DMA Rallies Troops to Fend off Do-Not-Mail Legislative Threats
Greco then reeled off four questions catalog members should be asking about consumer opt-outs.
1. What assurances are in place so names actually are collected directly from each person?
2. Is each name and address authentic? Is there a verification system in place to ensure authenticity of data?
3. Do you enforce a sign-up so the data isn’t sold?
4. Do you ensure that any collector of consumer opt-outs doesn’t have plans to contact people who sign up for any purpose?
As for the improvements DMA is making in MPS, Berry said consumers will have additional choices, such as automated opt-out by company or brand and automated opt-in. DMA catalog member Web sites will give consumers the choice of opting out of individual catalog titles (brands) or full company opt-outs.

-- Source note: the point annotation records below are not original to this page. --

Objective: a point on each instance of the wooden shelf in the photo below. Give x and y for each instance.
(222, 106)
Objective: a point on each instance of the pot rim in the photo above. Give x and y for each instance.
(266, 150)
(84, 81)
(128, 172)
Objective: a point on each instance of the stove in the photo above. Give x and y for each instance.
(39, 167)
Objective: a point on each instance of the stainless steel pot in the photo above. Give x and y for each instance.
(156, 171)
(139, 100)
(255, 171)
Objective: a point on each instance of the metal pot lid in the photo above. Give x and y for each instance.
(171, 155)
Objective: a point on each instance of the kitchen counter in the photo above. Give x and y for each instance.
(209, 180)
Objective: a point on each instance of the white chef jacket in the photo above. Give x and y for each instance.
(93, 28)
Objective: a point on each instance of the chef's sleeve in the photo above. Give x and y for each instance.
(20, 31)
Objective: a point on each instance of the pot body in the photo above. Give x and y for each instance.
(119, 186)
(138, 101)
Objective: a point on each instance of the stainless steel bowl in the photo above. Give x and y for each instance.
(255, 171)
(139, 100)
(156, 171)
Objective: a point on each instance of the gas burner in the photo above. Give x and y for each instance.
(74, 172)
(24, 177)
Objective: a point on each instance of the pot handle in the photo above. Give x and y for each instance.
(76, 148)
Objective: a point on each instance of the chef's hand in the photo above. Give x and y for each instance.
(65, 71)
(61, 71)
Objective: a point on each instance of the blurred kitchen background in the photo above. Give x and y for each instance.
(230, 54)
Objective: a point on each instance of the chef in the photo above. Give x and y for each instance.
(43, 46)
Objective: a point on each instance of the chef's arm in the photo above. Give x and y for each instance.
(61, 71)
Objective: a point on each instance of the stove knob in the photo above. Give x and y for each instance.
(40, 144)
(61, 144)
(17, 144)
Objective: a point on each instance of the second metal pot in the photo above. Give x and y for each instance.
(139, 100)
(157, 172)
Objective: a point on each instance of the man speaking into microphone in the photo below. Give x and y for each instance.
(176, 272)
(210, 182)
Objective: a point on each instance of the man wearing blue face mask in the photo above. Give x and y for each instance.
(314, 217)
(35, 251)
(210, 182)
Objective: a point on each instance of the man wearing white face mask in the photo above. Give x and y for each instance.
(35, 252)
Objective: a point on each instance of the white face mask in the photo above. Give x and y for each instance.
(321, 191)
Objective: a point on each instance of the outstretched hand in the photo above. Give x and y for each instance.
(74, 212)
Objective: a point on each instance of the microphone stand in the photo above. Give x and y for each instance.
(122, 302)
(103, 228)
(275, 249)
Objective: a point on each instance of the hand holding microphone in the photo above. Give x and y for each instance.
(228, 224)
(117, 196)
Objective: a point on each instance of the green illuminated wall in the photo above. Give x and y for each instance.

Berry also defended the DMA’s practice of collecting consumer credit card numbers for authentication purposes in MPS. “Those numbers aren’t kept by DMA; they’re only used for verification,” he said. “Consumers are given passwords to return to the DMA site for three years so they can make additional adjustments or choices after signing up, without having to reverify.”
* Beyond MPS, the DMA requests that catalogers provide consumers with more granularity and more choice, Greco said. “Provide all your brands on Web sites.” He noted that DMA will send an information letter on how to have such information on member sites.
* DMA’s Commitment to Consumer Choice (CCC) initiative: Unveiled during DMA07 in Chicago, the process will kick off in October. (For more on CCC, see “Make a Renewed Commitment to Consumer Choice” in the Privacy Matters column on pg. 62 of the December issue of Catalog Success, or go to http://www.catalogsuccess.com/story/story.bsp?sid=83101&var=story.)
Until then, Greco recommends members run MPS monthly “or you might even wish to run it daily,” he said. At any rate, honor consumer requests within 30 days of receipt, he added.